Location
- Western Avenue Lincoln, Lincolnshire, LN6 7SX England 53°12′42″N 0°33′49″W﻿ / ﻿53.2117°N 0.5635°W

Information
- Type: Academy
- Motto: Pro Petro Paulo Patria For the homeland of Peter and Paul
- Religious affiliation: Roman Catholic
- Established: 1957
- Department for Education URN: 139623 Tables
- Ofsted: Reports
- Head teacher: Caroline Hewerdine
- Gender: Coeducational
- Age: 11 to 18
- Enrolment: 540 students
- Capacity: 628 students
- Houses: Bernadette, Francis, Hugh and Terasa
- Colours: Maroon and Gold
- Website: http://www.sspp.lincs.sch.uk/

= St Peter and St Paul's Catholic Voluntary Academy =

St Peter and St Paul's Catholic Voluntary Academy (formerly St Peter and St Paul's Catholic High School) is a coeducational Roman Catholic secondary school and sixth form with academy status, situated in Lincoln, England. It is one of only two Catholic high schools in Lincolnshire and the smallest secondary school in Lincoln.

==History==
In 1949, Lincoln's two thousand Roman Catholics were told that they needed to raise around £75,000 for alterations to St Hugh's RC school, and for a new secondary modern school in Boultham. The school was built in the late 1950s. When the school opened in 1957, it was very small and could only hold a limited number of pupils; over time the school added additional buildings, and several different subjects were included in the curriculum, such as woodwork and metalwork, but these were dropped through curriculum change.

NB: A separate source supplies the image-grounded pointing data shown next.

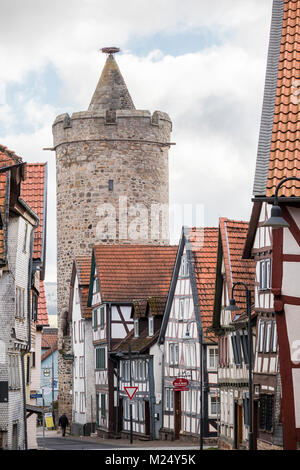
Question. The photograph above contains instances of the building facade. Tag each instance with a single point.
(278, 158)
(232, 332)
(189, 309)
(111, 157)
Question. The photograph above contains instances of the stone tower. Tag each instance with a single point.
(112, 173)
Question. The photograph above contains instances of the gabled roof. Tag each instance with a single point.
(82, 267)
(201, 247)
(232, 236)
(131, 272)
(34, 192)
(42, 315)
(204, 243)
(111, 92)
(278, 149)
(49, 338)
(7, 158)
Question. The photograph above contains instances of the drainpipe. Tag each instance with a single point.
(23, 353)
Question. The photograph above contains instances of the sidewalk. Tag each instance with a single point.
(157, 444)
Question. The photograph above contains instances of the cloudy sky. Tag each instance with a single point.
(201, 61)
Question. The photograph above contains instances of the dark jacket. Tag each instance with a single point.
(63, 421)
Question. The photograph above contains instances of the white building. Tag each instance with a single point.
(80, 317)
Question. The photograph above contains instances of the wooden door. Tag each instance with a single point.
(255, 424)
(177, 414)
(147, 418)
(240, 425)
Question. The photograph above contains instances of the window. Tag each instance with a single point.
(214, 405)
(246, 408)
(136, 328)
(169, 399)
(268, 336)
(13, 371)
(95, 319)
(212, 358)
(25, 238)
(100, 358)
(261, 334)
(184, 268)
(103, 401)
(150, 326)
(265, 274)
(81, 366)
(266, 405)
(34, 306)
(102, 316)
(173, 353)
(244, 341)
(20, 302)
(82, 402)
(190, 354)
(125, 371)
(274, 339)
(236, 347)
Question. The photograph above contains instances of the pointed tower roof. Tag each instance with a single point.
(111, 92)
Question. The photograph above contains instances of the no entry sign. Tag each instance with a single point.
(130, 391)
(180, 385)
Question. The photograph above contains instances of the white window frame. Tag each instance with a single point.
(215, 358)
(136, 328)
(150, 326)
(173, 354)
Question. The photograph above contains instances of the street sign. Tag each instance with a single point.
(180, 384)
(131, 391)
(49, 420)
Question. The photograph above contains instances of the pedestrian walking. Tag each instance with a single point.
(63, 423)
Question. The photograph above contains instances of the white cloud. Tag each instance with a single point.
(213, 96)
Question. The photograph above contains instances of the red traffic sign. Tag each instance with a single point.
(130, 391)
(180, 384)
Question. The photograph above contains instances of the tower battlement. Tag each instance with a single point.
(131, 125)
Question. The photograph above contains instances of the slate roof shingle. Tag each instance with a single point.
(285, 150)
(233, 236)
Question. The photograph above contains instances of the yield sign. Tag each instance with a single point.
(130, 391)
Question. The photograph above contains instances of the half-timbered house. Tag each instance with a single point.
(189, 309)
(232, 331)
(83, 380)
(120, 276)
(139, 364)
(277, 251)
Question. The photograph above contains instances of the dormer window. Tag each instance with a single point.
(265, 274)
(136, 328)
(184, 269)
(151, 326)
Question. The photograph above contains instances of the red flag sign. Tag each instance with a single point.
(130, 391)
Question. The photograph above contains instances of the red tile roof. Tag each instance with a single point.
(204, 245)
(233, 236)
(7, 158)
(83, 269)
(49, 338)
(42, 316)
(285, 149)
(33, 193)
(132, 272)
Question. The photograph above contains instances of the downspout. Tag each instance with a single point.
(28, 348)
(151, 399)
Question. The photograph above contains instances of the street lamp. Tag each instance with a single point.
(276, 220)
(233, 307)
(187, 337)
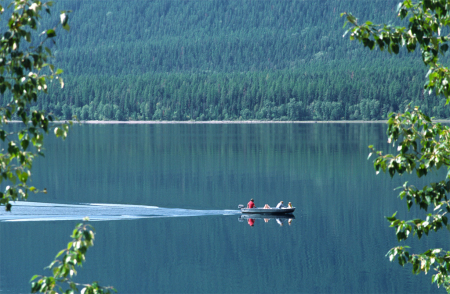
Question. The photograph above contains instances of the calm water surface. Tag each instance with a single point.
(197, 175)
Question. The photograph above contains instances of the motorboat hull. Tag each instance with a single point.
(269, 211)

The official opening was on the afternoon of Wednesday 3 April 1957, with two catholic bishops, and fifty Catholic priests. The Bishop of Salford George Beck gave an address, and the Bishop of Nottingham, Rt Rev Edward Ellis, blessed the interior and exterior with holy water. The chairman of Lincoln Education Committee attended, Mr A.H. Briggs, and the Dean of Lincoln, Rt Rev Colin Dunlop. It was built by M J Gleeson, with a local office at Hykeham Hall, in North Hykeham. It cost £63,000. It had five classrooms and three practical rooms, for 150 children.

A new church, costing £50,000, was planned to be built; the school hall took the place of a catholic church on Sundays, in the 1960s. The £80,000 church opened at Christmas 1967, with the first priest, 41-year-old Peter Tierney, arriving from Swadlincote in September 1968; he came from Leicester, having attended Wyggeston Grammar School for Boys. The new RC church was consecrated on 12 September 1968 by Archbishop Igino Eugenio Cardinale, of the Apostolic Nunciature to Great Britain.

===Academy status===
On 1 May 2013, the school announced its conversion to academy status, becoming part of the St Gilbert of Sempringham Catholic Academy Trust and being renamed as St Peter and St Paul's Catholic Voluntary Academy.

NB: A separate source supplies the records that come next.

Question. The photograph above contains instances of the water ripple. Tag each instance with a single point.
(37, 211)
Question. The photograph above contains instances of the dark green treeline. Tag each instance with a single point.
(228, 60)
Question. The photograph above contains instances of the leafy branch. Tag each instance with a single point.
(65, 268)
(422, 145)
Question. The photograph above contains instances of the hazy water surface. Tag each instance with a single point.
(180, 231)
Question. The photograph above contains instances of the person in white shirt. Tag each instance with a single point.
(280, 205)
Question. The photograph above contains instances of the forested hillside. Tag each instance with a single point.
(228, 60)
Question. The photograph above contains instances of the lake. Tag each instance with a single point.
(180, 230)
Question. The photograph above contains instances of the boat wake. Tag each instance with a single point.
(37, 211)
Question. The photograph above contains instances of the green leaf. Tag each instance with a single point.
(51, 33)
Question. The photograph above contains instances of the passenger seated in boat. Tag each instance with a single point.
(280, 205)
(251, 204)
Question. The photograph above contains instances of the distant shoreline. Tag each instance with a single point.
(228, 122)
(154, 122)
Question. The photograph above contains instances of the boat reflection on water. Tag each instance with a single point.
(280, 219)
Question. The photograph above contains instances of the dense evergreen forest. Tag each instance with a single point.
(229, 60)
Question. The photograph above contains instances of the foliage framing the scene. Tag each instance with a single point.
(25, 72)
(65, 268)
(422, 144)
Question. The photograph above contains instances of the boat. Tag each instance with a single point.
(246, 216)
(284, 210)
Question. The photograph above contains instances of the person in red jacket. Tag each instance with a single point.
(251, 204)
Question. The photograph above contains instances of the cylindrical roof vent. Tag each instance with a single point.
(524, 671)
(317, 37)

===Multi-Academy Trusts===
Since acquiring academy status in 2013, the academy has been part of several Multi-Academy Trusts:
- St Gilbert of Sempringham Catholic Academy Trust (May 2013 - September 2018)
- St Thérèse of Lisieux Catholic Multi Academy Trust (September 2018 - June 2022)
- Our Lady of Lourdes Catholic Multi Academy Trust (June 2022 – Present)

==Buildings==
The school opened within one building. Buildings were added, the first being a set of typing huts, but these were replaced with an ICT and Maths building called The Annex Block. Other buildings included a Science building, Sports Hall and, most recently, an English and Performing Arts centre. There were temporary units such as The Magdalene Centre, chiefly used for special needs and general education; it was demolished in 2008. The T Blocks, used for extra classrooms, remained after other units were demolished, but these were removed in 2011. Three years after The Magdalene Centre was demolished and a new learning support centre, 'The Newman Centre', was built, however, this later was used as a staff building, and the learning support centre moved to the Gavin Hinds centre.

==School houses==
Originally there were four houses. Each was named after a saint: Bernadette, Teresa, Hugh and Francis. Teresa House was discontinued in 2010 due to a lack of pupils and was later re-introduced in 2021. In addition to being named after various saints, each house has been assigned a colour, with Bernadette assigned the colour yellow , Hugh red , Francis blue and Teresa green .

==Notable alumni==
- Amy Diamond (b. 1988) - actress, singer, glamour model
- Sam Clucas (b. 1990) - professional footballer, Rotherham United F.C.